The PPO loss updates each of the two paraphrasers on their respective generated tokens, while including a KL divergence regularization to prevent deviation from the reference model.

Co-Training Framework

The encoder and decoder are updated alternately: at each step, a watermark code \(M\) is randomly sampled, watermarked text is generated, advantages are computed, and the decoder is updated using \(\ell_D\) while the encoder is updated using \(\ell_E\).

Key Experimental Results

Main Results (C4 RealNewsLike dataset, 128 tokens)
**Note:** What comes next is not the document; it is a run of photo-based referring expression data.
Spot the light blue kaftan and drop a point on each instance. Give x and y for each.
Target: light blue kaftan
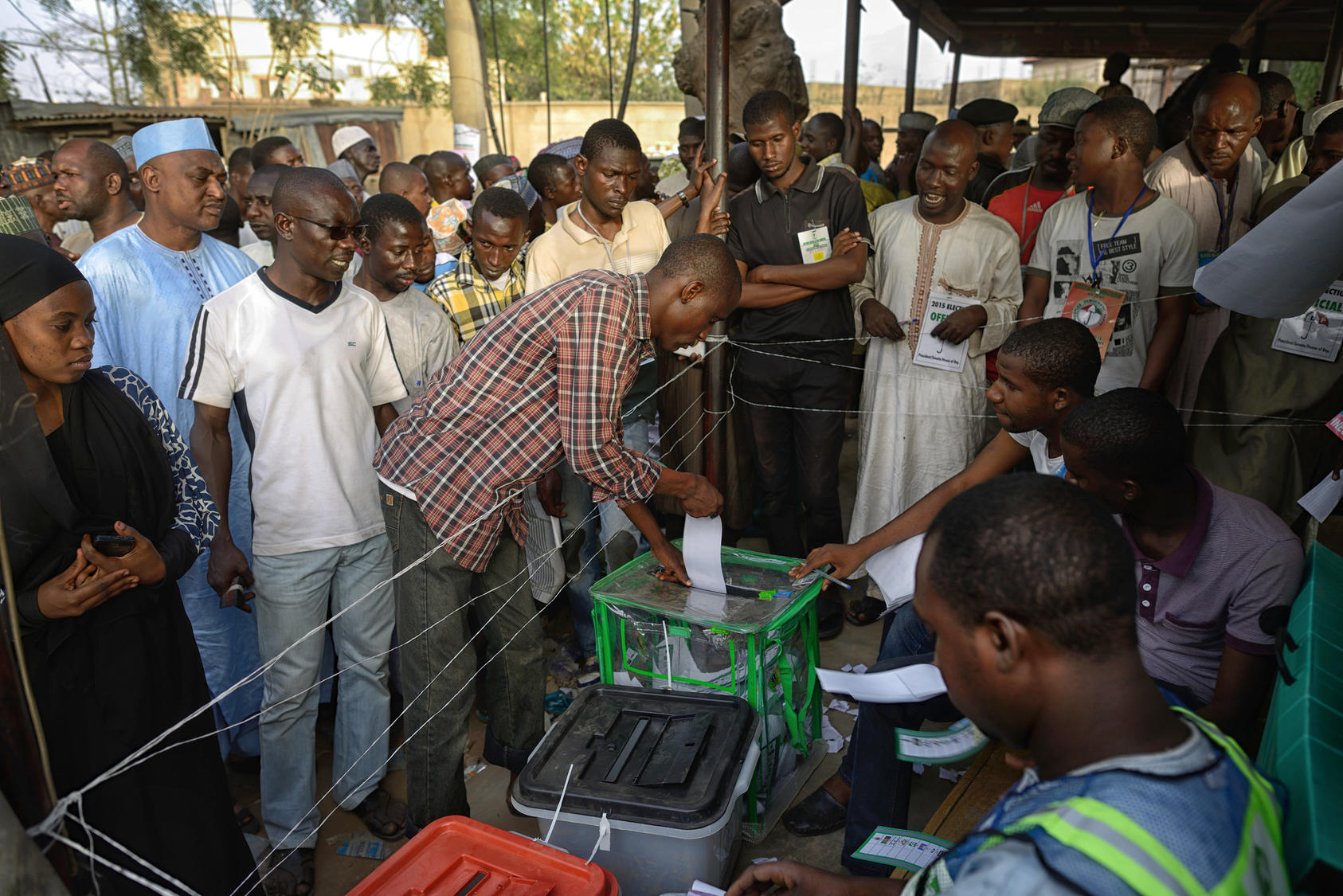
(147, 299)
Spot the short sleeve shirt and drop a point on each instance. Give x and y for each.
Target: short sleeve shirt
(1154, 248)
(765, 227)
(1237, 561)
(305, 381)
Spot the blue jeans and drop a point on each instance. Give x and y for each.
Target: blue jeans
(881, 782)
(440, 668)
(603, 531)
(292, 598)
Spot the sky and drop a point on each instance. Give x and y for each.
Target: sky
(812, 25)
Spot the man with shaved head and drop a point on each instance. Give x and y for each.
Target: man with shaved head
(149, 280)
(409, 183)
(943, 283)
(448, 176)
(320, 379)
(93, 186)
(1214, 178)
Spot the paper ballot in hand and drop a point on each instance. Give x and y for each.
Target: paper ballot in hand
(703, 551)
(894, 569)
(1321, 500)
(908, 684)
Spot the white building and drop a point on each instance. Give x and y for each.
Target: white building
(350, 55)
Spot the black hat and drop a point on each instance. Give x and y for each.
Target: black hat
(981, 113)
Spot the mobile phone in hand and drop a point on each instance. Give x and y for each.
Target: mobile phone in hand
(113, 546)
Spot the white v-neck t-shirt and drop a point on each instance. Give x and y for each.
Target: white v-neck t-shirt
(305, 381)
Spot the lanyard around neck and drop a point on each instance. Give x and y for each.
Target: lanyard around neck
(1224, 214)
(606, 244)
(1090, 245)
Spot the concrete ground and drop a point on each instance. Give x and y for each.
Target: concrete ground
(487, 788)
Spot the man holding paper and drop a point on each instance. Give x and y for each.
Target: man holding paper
(1029, 587)
(939, 293)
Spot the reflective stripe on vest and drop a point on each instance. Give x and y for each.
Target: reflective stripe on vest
(1115, 843)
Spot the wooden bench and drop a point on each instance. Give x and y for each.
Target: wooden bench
(988, 778)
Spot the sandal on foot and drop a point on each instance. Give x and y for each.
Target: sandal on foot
(293, 872)
(863, 612)
(383, 814)
(246, 821)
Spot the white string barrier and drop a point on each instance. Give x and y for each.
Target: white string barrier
(62, 809)
(446, 702)
(581, 522)
(1255, 420)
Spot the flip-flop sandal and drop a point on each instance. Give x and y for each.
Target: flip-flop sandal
(863, 612)
(246, 821)
(383, 814)
(293, 872)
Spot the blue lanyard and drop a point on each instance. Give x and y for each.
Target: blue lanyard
(1224, 215)
(1090, 246)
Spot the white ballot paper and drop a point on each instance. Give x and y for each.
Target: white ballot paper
(908, 684)
(703, 551)
(894, 569)
(1321, 500)
(1303, 236)
(936, 352)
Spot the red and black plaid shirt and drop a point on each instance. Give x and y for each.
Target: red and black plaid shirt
(542, 381)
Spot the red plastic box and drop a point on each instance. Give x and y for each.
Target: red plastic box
(457, 856)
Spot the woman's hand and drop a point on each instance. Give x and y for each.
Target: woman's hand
(143, 561)
(80, 587)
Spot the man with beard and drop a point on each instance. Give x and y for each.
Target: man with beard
(93, 186)
(315, 363)
(1022, 197)
(1212, 175)
(149, 280)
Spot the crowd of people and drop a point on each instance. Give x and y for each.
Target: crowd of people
(273, 405)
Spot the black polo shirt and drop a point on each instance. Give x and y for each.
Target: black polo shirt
(765, 231)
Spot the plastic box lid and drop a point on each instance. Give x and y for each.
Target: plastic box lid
(648, 757)
(761, 594)
(457, 856)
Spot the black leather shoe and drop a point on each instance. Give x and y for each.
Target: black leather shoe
(814, 816)
(829, 618)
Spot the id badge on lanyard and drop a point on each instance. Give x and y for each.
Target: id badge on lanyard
(1096, 308)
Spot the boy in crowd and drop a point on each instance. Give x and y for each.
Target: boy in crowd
(1029, 587)
(1127, 281)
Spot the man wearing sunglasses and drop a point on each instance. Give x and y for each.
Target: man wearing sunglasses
(307, 366)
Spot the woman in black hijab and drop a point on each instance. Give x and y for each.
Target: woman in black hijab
(107, 640)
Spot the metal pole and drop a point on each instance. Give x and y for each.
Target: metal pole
(912, 61)
(1333, 57)
(716, 33)
(851, 55)
(955, 81)
(1256, 47)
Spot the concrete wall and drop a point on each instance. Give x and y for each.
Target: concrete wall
(524, 125)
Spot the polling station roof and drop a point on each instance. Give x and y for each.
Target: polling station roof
(1174, 29)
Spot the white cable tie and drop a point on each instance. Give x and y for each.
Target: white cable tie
(559, 806)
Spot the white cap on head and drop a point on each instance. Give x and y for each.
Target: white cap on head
(179, 135)
(1315, 117)
(347, 137)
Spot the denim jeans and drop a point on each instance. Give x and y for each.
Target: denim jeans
(795, 452)
(292, 600)
(603, 530)
(880, 784)
(438, 664)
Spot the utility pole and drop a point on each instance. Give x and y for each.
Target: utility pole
(465, 68)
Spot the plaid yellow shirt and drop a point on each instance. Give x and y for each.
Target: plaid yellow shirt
(470, 299)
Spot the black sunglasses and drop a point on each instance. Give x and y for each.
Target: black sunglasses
(336, 231)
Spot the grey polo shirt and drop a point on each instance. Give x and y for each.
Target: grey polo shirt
(765, 230)
(1237, 561)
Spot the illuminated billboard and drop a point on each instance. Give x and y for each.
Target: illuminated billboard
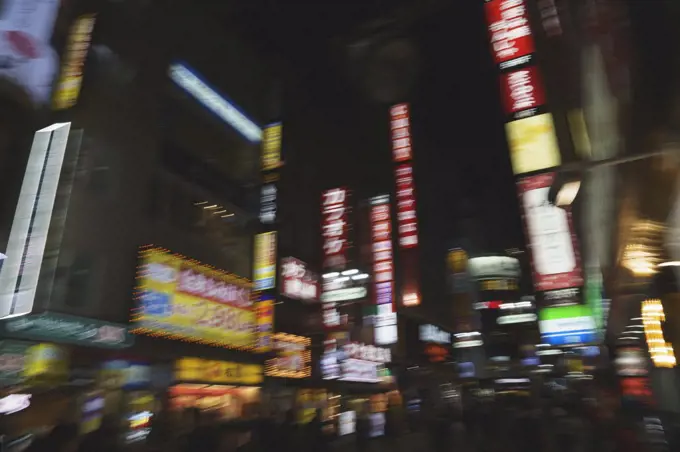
(334, 224)
(293, 357)
(27, 56)
(557, 273)
(264, 273)
(401, 133)
(180, 298)
(67, 89)
(271, 146)
(533, 144)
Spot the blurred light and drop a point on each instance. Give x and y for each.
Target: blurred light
(411, 299)
(549, 352)
(471, 334)
(567, 193)
(189, 81)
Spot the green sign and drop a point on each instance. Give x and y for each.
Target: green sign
(68, 329)
(12, 358)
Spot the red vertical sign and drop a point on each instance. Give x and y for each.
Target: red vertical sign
(407, 220)
(334, 227)
(383, 263)
(401, 133)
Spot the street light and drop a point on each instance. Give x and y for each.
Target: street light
(567, 183)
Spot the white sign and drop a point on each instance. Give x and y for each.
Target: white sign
(189, 81)
(386, 335)
(14, 403)
(26, 56)
(298, 282)
(384, 316)
(430, 333)
(347, 423)
(368, 352)
(32, 217)
(494, 267)
(351, 293)
(516, 318)
(548, 227)
(360, 371)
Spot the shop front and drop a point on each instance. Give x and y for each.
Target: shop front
(358, 383)
(227, 391)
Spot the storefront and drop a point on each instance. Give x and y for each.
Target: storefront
(227, 391)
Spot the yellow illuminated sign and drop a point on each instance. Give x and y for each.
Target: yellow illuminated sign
(217, 372)
(264, 274)
(68, 87)
(533, 144)
(271, 147)
(661, 352)
(46, 361)
(498, 284)
(183, 299)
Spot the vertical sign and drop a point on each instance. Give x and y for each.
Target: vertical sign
(334, 227)
(264, 313)
(557, 274)
(68, 87)
(529, 126)
(401, 133)
(407, 221)
(264, 275)
(271, 147)
(383, 264)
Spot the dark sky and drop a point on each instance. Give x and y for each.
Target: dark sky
(334, 135)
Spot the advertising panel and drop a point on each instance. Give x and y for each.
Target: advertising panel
(264, 273)
(298, 282)
(522, 89)
(557, 271)
(566, 325)
(269, 200)
(334, 224)
(67, 329)
(383, 263)
(67, 89)
(180, 298)
(264, 315)
(401, 133)
(27, 57)
(406, 207)
(293, 357)
(271, 146)
(355, 362)
(533, 144)
(508, 24)
(217, 372)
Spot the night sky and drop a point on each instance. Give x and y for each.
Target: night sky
(335, 135)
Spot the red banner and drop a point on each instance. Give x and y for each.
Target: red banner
(508, 25)
(522, 89)
(401, 133)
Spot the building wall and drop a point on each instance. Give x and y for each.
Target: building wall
(125, 194)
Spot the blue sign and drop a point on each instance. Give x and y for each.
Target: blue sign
(569, 337)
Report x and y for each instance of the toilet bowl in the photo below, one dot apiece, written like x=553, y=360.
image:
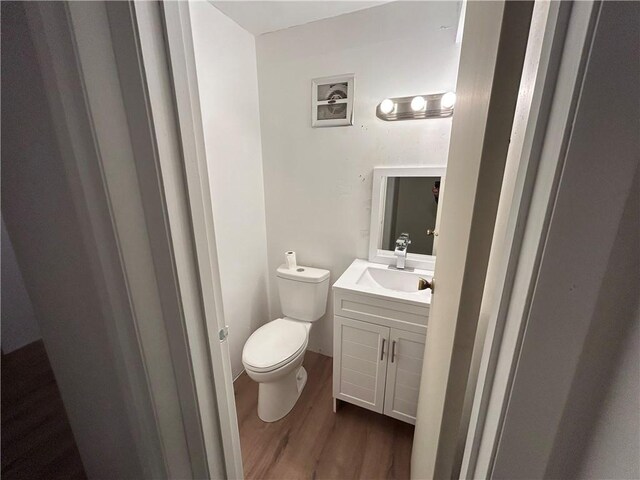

Method Bit Accuracy Bit Count AUC TPR@FPR=1% TPR@FPR=0.01% Similarity
RemarkLLM (4bit) 0.766 4.0 0.786 0.0% 0.0% 0.810
KGW (multi-bit) 0.638 4.46 0.833 22.9% 6.3% 0.812
KTH (zero-bit) - - 0.892 61.4% 46.6% 0.820
Waterfall (κ=1) - - 0.939 62.4% 35.5% 0.842
Ours 0.956 5.57 0.998 98.0% 78.0% 0.874

Robustness to Attacks

Word Substitution (20% substitution rate):

Method Bit Accuracy AUC TPR@1%
KTH (zero-bit) - 0.813 41.5%
Waterfall (κ=1) - 0.856 25.6%
Ours 0.861 0.947 51.6%
Ours (AdvT) 0.914 0.985 78.7%

Sentence Paraphrasing Attack (LlamaPara):

Method Bit Accuracy AUC TPR@1%
Ours 0.714 0.865 43.9%
Ours (AdvT) 0.849 0.924 36.8%

OOD Generalization

The model trained on C4 achieves AUC=0.999 on HH-RLHF and AUC=0.996 on PKU SafeRLHF, demonstrating good generalization.

Multi-run Improvement

Repeating paraphrasing 5 times and choosing the best: bit accuracy > 0.99, detection AUC > 0.9999.

Stealthiness Validation

GPT in-context learning classification accuracy is only 57%, close to random guessing (50%), proving that watermarks cannot be detected by humans or AI.

Highlights & Insights

  1. Clever Design of PPO + Co-Training: The decoder acts as the reward model for the encoder, forming an adversarial co-evolution that is more stable than end-to-end training.
  2. High Information Density: Encodes 1 bit per 23 tokens (128/5.57), outperforming all baselines.
  3. Small Model, Strong Capability: TinyLlama with only 1.1B parameters achieves extremely high detection performance, which can be run 5 times in parallel for further improvement.
  4. Adversarial Training for Enhanced Robustness: Introducing perturbations (word substitution or paraphrasing) during training significantly improves attack resistance.

Limitations & Future Work

  • Sentence-level paraphrasing attacks still cause a relatively large performance drop, which is an inherent limitation of all text watermarking methods—attackers can always paraphrase the watermarked text back to its original semantics.
  • Requires training specific encoder-decoder pairs, making the deployment cost higher than zero-training methods (e.g., KGW).
  • Currently based on sentence-level segmentation, the information capacity for ultra-short texts (1-2 sentences) is limited.
  • Hyperparameters \(\lambda_s\) and \(\lambda_k\) need to be adjusted to balance detectability and fidelity.
  • Text Watermarking: Synonym substitution (Topkara et al., 2006), LSTM paraphrasing (Abdelnabi & Fritz, 2021), Gumbel softmax (RemarkLLM, Zhang et al., 2024b), invariant features (Yoo et al., 2023).
  • LLM Output Watermarking: KGW (Kirchenbauer et al., 2023), KTH (Kuditipudi et al., 2023), semantic watermarking (Liu et al., 2023), Waterfall (Lau et al., 2024).
  • Co-training of Paraphrasing Encoder + Classifier: The framework proposed by Xu et al. (2024), which this work extends to multi-bit scenarios.

Rating

⭐⭐⭐⭐ — Elegant method design (PPO co-training + dual-paraphraser), comprehensive experiments (robustness, OOD, stealthiness, ablation), and performance significantly leading the baselines. However, the vulnerability under sentence-level paraphrasing attacks and deployment costs remain bottlenecks for practical application.